In a statement, its managing director Jessica Baker said that companies such as ECO Plastics and Closed Loop Recycling were struggling due to not making a profit.

Advertisement

But she added that as a small independent polythene film reprocessor, she has seen successive governments, Defra and the Environment Agency fail to understand the commercial reality of a commodity driven reprocessed polymer market, while the inequitable PRN/packaging export recovery note (PERN) system undermines UK-based reprocessing of plastic.

While supporting exports and the need to compete in a global marketplace, she said that there is a difference between the way in which PRNs or PERNs are issued.

She added: “To issue a PRN a final pellet or high purity washed regind must be produce, something from which a new product may then be produced.

“To issue a PERN a waste bale has to be ‘produced’, something from which a new produced cannot yet be produced and it must then be ‘exported’.

“The point to emphasise here is that these two processes of issuing evidence have totally different cost bases. To make a waste bale is only half the job and a fraction of the cost. Indeed, it is the overseas reprocessor who must subsequently pay to finish the job, and yet, despite these wildly differing cost bases,  both the PRN and the PERN have identical values in the eyes of the UK regulators.”

She warned that a further result of this has been over time that the market has become dominated by waste management and export traders, who she said now control the waste market. This means that most UK-based reprocessors rely on these suppliers for material to process.

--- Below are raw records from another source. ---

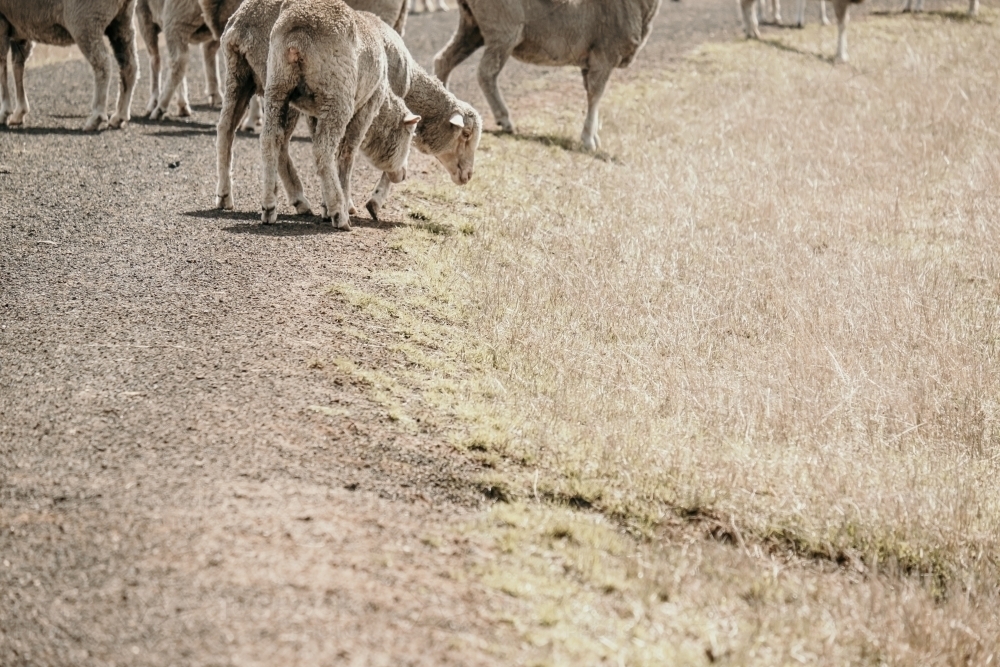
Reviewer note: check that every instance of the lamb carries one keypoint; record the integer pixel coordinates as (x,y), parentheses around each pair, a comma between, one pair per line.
(595,35)
(429,5)
(918,6)
(299,71)
(840,8)
(449,128)
(182,23)
(65,22)
(217,12)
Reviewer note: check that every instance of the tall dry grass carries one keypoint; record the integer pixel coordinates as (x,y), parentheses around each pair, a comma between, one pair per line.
(774,304)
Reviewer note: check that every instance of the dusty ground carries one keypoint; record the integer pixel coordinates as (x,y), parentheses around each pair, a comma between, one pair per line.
(184,477)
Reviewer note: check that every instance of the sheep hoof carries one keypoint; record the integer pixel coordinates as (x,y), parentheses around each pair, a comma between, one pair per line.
(373,208)
(94,122)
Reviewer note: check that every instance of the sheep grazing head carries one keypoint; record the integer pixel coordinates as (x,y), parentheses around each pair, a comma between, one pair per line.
(459,138)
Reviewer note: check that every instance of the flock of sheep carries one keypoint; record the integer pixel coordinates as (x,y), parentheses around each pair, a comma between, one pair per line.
(343,66)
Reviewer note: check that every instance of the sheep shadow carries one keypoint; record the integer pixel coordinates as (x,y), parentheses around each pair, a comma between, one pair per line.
(781,46)
(248,222)
(553,140)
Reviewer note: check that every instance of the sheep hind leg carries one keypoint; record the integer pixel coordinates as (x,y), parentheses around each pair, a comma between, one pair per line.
(595,78)
(20,52)
(494,58)
(240,90)
(121,35)
(286,170)
(466,40)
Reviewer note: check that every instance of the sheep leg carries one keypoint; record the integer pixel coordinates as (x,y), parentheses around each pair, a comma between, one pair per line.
(177,49)
(595,78)
(5,103)
(240,89)
(271,136)
(354,136)
(378,197)
(463,44)
(328,133)
(151,37)
(286,170)
(121,35)
(20,52)
(750,19)
(840,8)
(93,49)
(209,50)
(253,119)
(494,58)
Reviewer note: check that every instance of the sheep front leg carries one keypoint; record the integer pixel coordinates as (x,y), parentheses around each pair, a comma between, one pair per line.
(270,153)
(121,35)
(463,44)
(93,49)
(328,133)
(209,50)
(177,49)
(5,104)
(595,78)
(378,197)
(240,90)
(750,19)
(494,58)
(20,52)
(841,7)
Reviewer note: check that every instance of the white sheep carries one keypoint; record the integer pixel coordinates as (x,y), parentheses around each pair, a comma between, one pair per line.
(64,22)
(324,60)
(918,6)
(840,8)
(429,5)
(182,23)
(595,35)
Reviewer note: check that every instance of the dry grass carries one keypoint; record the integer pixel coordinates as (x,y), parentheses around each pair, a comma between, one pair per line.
(772,312)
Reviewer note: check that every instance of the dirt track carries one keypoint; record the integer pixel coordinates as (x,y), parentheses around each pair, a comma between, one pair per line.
(183,478)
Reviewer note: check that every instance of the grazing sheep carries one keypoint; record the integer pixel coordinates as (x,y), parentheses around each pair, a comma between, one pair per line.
(182,23)
(65,22)
(217,12)
(595,35)
(341,90)
(918,6)
(840,8)
(450,129)
(429,5)
(801,17)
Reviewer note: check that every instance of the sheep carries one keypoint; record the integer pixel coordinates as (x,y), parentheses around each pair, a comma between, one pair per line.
(429,5)
(253,67)
(840,8)
(595,35)
(918,6)
(64,22)
(217,12)
(449,128)
(182,23)
(801,16)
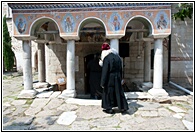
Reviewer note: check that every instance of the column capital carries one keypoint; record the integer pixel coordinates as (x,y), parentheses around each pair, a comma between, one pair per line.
(114,36)
(161,36)
(23,38)
(70,37)
(41,41)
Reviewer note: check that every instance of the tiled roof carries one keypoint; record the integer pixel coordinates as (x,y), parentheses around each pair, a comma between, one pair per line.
(79,5)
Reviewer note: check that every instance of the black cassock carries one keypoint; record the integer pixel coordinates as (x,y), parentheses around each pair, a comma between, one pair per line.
(113,94)
(95,78)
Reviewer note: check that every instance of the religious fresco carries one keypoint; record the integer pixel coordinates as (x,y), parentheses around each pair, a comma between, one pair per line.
(68,23)
(21,24)
(161,21)
(115,22)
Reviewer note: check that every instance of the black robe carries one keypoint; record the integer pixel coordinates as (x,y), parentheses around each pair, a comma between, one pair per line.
(113,94)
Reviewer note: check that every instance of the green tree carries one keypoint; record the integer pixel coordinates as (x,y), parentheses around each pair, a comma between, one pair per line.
(8,54)
(185,10)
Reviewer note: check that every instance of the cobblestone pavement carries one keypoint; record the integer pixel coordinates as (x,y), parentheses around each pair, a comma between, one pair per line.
(48,112)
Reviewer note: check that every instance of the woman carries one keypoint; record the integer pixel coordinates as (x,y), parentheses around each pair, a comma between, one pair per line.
(113,94)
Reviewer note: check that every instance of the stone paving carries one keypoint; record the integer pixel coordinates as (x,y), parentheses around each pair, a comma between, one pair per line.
(47,112)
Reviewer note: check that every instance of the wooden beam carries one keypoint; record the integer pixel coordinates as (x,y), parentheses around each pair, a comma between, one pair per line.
(48,32)
(137,30)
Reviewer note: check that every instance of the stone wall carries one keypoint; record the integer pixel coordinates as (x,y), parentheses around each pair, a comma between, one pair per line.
(182,51)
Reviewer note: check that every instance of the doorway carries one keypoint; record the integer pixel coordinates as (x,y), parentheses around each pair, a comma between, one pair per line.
(86,73)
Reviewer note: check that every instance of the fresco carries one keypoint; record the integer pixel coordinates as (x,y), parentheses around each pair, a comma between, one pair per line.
(68,23)
(115,22)
(161,21)
(21,24)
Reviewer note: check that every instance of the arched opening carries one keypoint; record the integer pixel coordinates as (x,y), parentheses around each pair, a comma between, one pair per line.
(47,32)
(133,45)
(92,35)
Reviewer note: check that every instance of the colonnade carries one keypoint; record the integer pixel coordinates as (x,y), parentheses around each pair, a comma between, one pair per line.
(70,91)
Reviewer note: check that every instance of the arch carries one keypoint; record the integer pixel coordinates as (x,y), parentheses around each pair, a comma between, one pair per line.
(144,20)
(40,21)
(91,20)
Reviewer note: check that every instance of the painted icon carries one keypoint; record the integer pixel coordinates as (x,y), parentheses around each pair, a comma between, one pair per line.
(68,24)
(161,23)
(116,23)
(21,25)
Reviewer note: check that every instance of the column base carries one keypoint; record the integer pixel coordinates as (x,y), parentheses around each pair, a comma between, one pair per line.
(28,94)
(158,92)
(67,94)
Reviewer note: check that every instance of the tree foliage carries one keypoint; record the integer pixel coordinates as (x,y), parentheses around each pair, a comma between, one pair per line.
(8,54)
(185,10)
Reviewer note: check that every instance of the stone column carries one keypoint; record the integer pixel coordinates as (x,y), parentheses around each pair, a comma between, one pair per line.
(28,91)
(147,62)
(114,43)
(41,62)
(70,87)
(157,89)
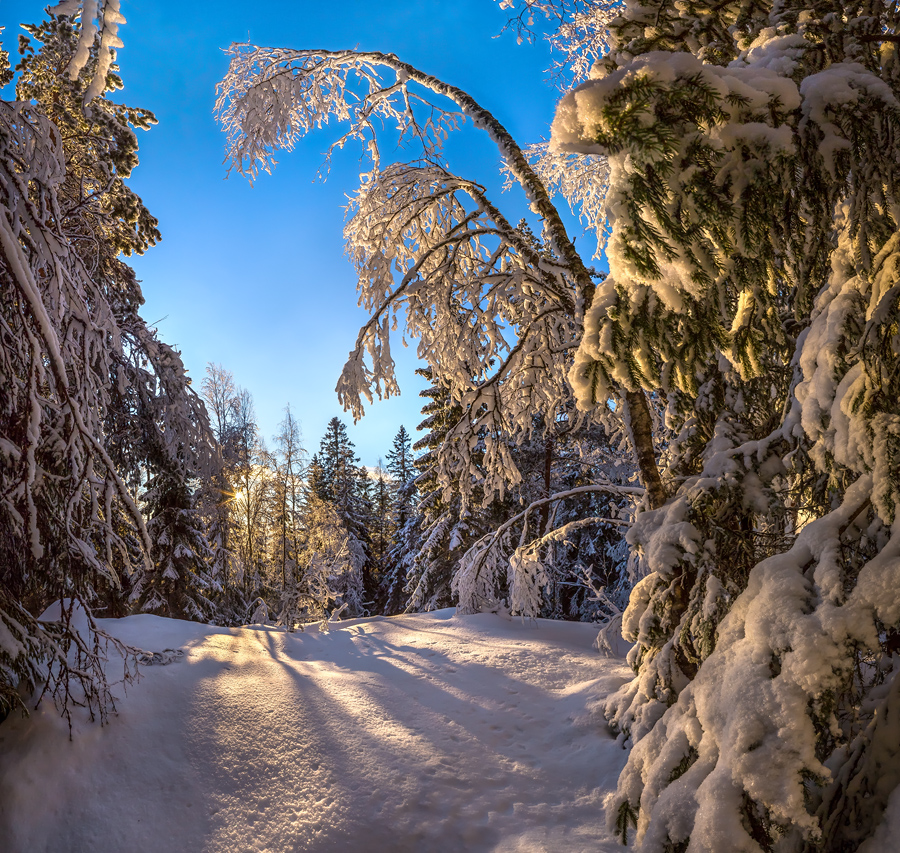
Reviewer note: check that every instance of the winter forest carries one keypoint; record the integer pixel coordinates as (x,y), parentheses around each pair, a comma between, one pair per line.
(662,400)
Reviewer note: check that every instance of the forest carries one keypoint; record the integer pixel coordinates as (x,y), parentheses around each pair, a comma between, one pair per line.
(697,450)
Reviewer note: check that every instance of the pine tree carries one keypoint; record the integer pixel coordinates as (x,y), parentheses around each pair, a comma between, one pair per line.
(286,501)
(69,525)
(404,542)
(346,486)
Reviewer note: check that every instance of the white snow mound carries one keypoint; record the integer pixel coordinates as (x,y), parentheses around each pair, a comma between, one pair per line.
(431,732)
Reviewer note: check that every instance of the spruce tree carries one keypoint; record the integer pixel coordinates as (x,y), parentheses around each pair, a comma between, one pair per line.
(72,342)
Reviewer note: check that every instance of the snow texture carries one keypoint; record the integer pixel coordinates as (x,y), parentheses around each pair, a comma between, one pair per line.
(429,732)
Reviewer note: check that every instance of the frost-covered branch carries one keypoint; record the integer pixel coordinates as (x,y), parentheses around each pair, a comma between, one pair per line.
(475,582)
(576,29)
(494,315)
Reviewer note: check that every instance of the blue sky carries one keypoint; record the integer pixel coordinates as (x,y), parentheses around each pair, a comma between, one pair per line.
(254,278)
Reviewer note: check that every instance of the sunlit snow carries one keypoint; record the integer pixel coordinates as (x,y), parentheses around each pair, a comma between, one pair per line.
(429,732)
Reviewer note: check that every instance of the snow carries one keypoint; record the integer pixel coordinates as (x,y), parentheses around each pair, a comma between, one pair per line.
(424,732)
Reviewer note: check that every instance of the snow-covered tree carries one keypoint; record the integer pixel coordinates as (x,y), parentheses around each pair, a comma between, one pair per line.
(496,318)
(69,526)
(287,497)
(745,156)
(329,574)
(753,165)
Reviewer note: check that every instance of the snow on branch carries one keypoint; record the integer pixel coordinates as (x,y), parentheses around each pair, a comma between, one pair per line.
(494,310)
(476,582)
(101,17)
(578,30)
(581,179)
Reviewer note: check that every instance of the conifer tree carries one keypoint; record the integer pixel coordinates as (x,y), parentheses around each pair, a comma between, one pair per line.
(69,525)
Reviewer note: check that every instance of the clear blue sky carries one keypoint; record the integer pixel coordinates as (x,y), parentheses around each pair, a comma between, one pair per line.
(254,278)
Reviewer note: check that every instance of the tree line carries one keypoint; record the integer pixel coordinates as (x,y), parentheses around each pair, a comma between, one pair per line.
(714,420)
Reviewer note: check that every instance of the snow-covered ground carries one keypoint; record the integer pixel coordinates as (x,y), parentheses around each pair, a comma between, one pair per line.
(430,732)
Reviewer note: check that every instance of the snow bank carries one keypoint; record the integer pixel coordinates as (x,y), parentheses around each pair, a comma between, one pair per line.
(428,732)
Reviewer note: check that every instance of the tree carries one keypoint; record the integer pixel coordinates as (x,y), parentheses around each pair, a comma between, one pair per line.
(69,525)
(496,320)
(748,153)
(758,276)
(287,499)
(346,486)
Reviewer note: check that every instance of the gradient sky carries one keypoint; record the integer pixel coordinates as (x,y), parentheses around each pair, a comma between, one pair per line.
(254,278)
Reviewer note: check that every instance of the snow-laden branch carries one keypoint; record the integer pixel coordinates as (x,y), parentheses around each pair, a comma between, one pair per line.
(496,317)
(475,582)
(578,30)
(101,17)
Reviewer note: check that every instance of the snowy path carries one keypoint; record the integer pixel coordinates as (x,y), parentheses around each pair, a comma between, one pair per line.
(419,733)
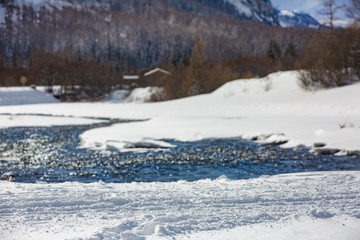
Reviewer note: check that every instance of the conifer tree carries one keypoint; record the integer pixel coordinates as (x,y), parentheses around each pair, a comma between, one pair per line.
(274,50)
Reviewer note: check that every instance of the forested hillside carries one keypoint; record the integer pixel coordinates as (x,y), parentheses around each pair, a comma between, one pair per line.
(93,43)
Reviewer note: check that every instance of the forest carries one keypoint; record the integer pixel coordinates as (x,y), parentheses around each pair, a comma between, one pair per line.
(90,48)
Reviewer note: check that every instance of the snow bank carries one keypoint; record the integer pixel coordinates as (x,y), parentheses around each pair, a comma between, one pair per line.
(292,206)
(143,95)
(273,106)
(24,95)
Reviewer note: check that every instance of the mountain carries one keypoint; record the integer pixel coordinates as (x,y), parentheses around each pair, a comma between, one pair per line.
(252,10)
(129,35)
(297,19)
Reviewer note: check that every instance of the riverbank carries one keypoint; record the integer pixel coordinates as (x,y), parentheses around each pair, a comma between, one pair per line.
(270,109)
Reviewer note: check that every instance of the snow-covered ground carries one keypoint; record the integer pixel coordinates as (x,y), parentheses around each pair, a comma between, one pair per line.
(24,95)
(274,106)
(293,206)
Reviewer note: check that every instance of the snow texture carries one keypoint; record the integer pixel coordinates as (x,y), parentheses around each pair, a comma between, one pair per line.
(24,95)
(297,19)
(292,206)
(273,106)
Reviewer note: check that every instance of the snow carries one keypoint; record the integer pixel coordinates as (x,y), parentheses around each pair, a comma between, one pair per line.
(241,7)
(313,205)
(292,206)
(273,106)
(142,95)
(24,95)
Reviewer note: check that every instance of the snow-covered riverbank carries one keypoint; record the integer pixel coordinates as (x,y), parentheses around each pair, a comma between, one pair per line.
(275,107)
(292,206)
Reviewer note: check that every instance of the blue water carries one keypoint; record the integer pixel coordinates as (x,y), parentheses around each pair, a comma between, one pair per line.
(51,154)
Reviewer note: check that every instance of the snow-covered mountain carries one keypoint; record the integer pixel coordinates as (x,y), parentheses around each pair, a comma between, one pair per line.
(297,19)
(259,11)
(252,10)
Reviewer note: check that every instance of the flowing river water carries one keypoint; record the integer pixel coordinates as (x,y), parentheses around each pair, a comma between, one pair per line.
(52,154)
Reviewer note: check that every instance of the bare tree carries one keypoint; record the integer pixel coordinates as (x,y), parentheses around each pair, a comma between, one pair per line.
(329,10)
(354,10)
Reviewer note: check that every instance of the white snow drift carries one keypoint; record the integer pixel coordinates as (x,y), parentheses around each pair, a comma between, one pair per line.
(273,106)
(293,206)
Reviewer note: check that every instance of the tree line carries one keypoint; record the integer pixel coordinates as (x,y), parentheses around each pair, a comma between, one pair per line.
(87,50)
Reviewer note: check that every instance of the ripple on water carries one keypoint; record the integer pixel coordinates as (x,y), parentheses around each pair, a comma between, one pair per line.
(50,154)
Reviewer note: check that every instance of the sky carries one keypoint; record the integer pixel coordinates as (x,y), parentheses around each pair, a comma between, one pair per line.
(308,6)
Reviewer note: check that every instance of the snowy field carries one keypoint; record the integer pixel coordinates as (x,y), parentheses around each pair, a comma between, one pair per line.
(294,206)
(319,205)
(274,108)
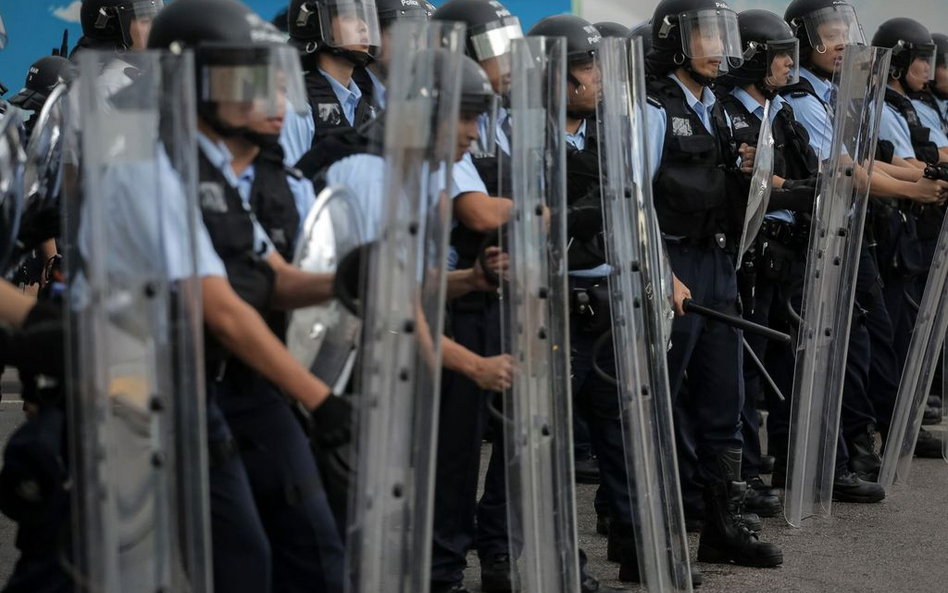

In addition, under the current system that relies on ‘weight evidence’ the quality of material has been driven down that means extra costs for domestic recyclers to sort the material.

She added: “In summary there are three things caused by the system alone, that contributes towards the lack of commercial viability of UK reprocessors:

  • PRN income does not reflect the process cost of issuing a PRN, compared to the cost of using a PERN which represents only half the job. Currently, it is like paying two men the same, but then one of them only does half the job.
  • UK reprocessors have to pay the value of their PRN to the holder of the waste to reimburse their lost PERN because the material has not been exported. This adds to already inflated feedstock prices.
  • Totally unfair deductions are being applied to UK reprocessors for non-target material that are not being equally applied to exported material as the checks on output are impossible to complete.

“Finally, as to the fall in prime polymer price, this just throws these issues into sharp relief. You cannot incur huge costs trying to process poor quality material if these costs outweigh the price you can charge for your end product. The margins have been negative for many years due to the problems above, the current market is just the straw that broke the already maimed camel’s back.

“Abolish the current system, and make all reprocessors and exporters declare their returns of waste processed or exported as they do now, but as part of the permitting regime, not the producer responsibility one.

“Use this as the target evidence required under the Producer Responsibility Regulations and report this to Europe.

“Europe does not dictate how we monitor reprocessing activity, just that we do so.”